While the Corporation’s strategic goals and performance indicators encompass many objectives, central to PSP Investments’ mandate is the performance of its investments. To monitor its investment performance, PSP Investments compares its actual investment returns against its Policy Portfolio and specific asset class benchmark returns. For its public market asset classes, PSP Investments uses representative publicly available market indices as its asset class benchmarks. For all of its private asset classes, the Corporation has recently decided to move to cost of capital benchmarks. Implementation of these new measures is currently under way.

I can't stress how important benchmarks governing all investment activities are. The Examiner's report is frighteningly shallow in this regard. Not surprisingly since they teamed up with Deloitte -- an accounting firm with no expertise in investment performance auditing -- to conduct this Special Exam. They should have used a firm like Independent Fiduciary Services to conduct a comprehensive performance audit of all investment activities over the past six years.

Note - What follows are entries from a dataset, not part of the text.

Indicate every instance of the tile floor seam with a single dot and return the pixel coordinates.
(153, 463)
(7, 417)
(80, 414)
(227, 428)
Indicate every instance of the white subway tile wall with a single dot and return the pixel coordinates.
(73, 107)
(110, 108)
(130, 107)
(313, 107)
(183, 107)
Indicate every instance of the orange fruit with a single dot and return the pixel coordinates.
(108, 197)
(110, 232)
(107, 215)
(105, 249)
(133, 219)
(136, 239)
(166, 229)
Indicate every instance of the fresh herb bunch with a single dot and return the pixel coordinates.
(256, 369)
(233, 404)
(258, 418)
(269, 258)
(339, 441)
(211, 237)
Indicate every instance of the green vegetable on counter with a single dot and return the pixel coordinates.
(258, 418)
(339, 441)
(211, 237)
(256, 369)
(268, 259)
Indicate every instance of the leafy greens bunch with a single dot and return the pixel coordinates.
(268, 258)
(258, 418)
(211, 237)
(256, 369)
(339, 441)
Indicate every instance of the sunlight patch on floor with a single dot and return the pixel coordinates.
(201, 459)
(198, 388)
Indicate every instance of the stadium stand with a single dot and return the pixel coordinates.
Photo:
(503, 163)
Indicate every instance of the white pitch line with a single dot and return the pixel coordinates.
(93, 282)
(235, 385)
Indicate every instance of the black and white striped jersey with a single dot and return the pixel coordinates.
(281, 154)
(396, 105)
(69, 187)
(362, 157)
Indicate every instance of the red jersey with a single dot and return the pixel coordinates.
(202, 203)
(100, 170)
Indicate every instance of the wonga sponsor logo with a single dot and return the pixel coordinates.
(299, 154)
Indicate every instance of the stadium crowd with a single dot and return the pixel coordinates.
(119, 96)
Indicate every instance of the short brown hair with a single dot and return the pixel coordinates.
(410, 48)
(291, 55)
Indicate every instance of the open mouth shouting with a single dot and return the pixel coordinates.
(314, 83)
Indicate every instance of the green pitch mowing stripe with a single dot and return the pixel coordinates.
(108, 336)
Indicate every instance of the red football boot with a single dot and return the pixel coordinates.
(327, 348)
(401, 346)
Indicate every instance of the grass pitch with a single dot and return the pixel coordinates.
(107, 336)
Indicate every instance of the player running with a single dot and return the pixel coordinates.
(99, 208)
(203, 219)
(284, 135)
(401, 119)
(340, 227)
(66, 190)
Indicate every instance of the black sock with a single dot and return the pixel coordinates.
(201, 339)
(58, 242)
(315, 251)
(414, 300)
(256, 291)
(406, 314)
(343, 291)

Importantly, not all audits are equally comparable; an accounting audit is not a the same as a comprehensive review of all investment activities over the last six years to see whether appropriate risks were taken and whether the benchmarks reflected the beta, leverage, liquidity and other risks of the underlying investment activities.
This is the biggest beef I've got with this sham "Special Examination". A lot of hard questions regarding investments, reporting, human resources, etc. were never asked or answered. What sort of questions? Questions that I once outlined in detail in a previous comment. Let me make it even simpler:

  • Are the investment managers gaming their benchmarks, especially in alternatives, to maximize their bonuses?;
  • Does PSP have comprehensive operational, investment, and fraud policies to ensure assets are protected at all times and decisions are taken in the best interest of all stakeholders, including taxpayers?
  • What was the turnover rate at the "Corporation" over the last six years? Were there key departures at senior levels? If so, why? Where did these individuals end up and what is the relationship between their current employer and PSP?
  • Specifically, are any of PSP's former senior officers now working for a fund that they invested with while working at PSP? If so, why and what are the terms governing this activity?
  • Does PSP respect employment equity laws? If so, what percentage of their employees fall under recognized minority groups, including persons with disabilities? Do they have comprehensive whistleblowing policies to protect against fraud and mismanagement? have they violated any employee's rights over the last six years and if so, what remedial actions will they take? Do they continue to harass and intimidate former employees? If so, why and who is paying the tab?
  • Does the Head of Risk (operational and investment) report directly to the board or to the CFO oe CEO? If not directly to the board, why not?
  • Is PSP reporting its activities to all stakeholders, including the public, on a timely basis? If not, why not?
  • Have certified fraud examiners (CFEs) performed an independent fraud audit on the Corporation? If not, why not?

Special Exams on Crown corporations are important. They are performed once every six years. Even though PSP falls under some sections of the Financial Administration Act, it doesn't report a tenth of what other Crown corporations report.

At the end of the day, the biggest risk pension funds face is governance risk. Not inflation, not deflation, not interest rates, but governance! I can't stress that enough and that's why this Special Examination disappointed me (not really surprised, too political). I can't believe Canadian taxpayers are funding such "sham" reports that are just polished smoke and mirrors. The Auditor General of Canada should be ashamed for producing such a superficial report which looks good but really doesn't address any of the important governance gaps that impact PSP Investments' activities. When it comes to governance, Canadian funds are among the best int he world, but we have a lot more work ahead of us to bolster our public pension funds.